I realized that I have pretty much always deified the “Founding Fathers” when I picked up a book of American Oratory and read Thomas Jefferson’s first inaugural address. If you haven’t read it, you might enjoy it. He sounds very human, even mentioning that the demands of the Presidency are beyond the scope of his “talents.” That shocked me.  Imagine a President saying something like that today!  That would be a sure-fire way to lose power. And also — how humble.  How real. And yet we have trouble imagining these people going to the bathroom or laughing hysterically at a stupid joke? I mean, I always have, at least.

I read Andrew Jackson’s second inaugural address in which he mentions his vision for the country’s foreign policy as “to do justice to all and submit to wrong from none” – and I realized how ironic that sounds now, coming from a man who ordered ethnic cleansing of Native Americans during his presidency.

Even now, I realize that I tend to assume that people in power in government are experts – and that they always have been. I assume that they all have read Thomas Jefferson’s inaugural address and Andrew Jackson’s second and have thought critically about everything that every President has done before them — why they did it, how it affected the country, and especially that they know Greek and Latin and have studied the classics and the rise and fall of Rome, etc. etc. etc.

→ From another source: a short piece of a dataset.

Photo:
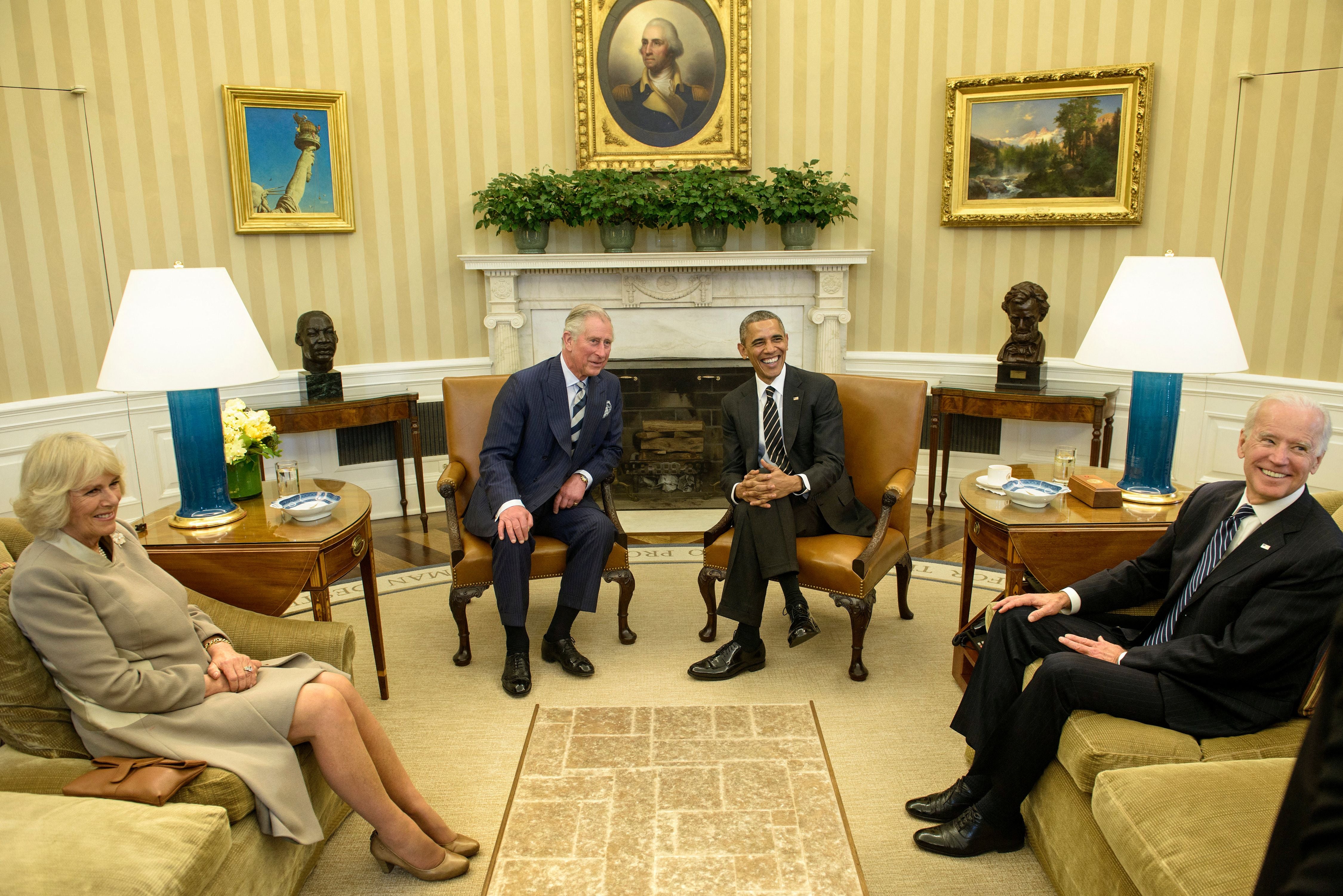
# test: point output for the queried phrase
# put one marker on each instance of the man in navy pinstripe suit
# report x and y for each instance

But they haven’t.  Sure, they may have had access to big expensive Brand-Name educations and more money than will ever pass through all our bank accounts combined, but they are fallible human beings just like you and me. And they are actually probably not much smarter than any of us, either. They do not know how to run this country any better than you or I do.

And as the photo accompanying this note shows, we absolutely must think critically about how the media delivers information to us. And we must ask that all-important question — what is being left out?  Because many times, what is *not* being said is more important than what is.

So, I am happy that I am developing the skills and drive to think critically. And I hope that sharing my interest in it may spark curiosity in others as well. Not only does it seem like the intelligent, evolved thing to do, but it also seems like the only way to have clear perspective on current affairs and our place in the world.

* phrase coined by comic genius Amy Poehler in the feature film “Wet Hot American Summer”

Jefferson and Jackson quotes are from the Library of America’s volume one of American Speeches.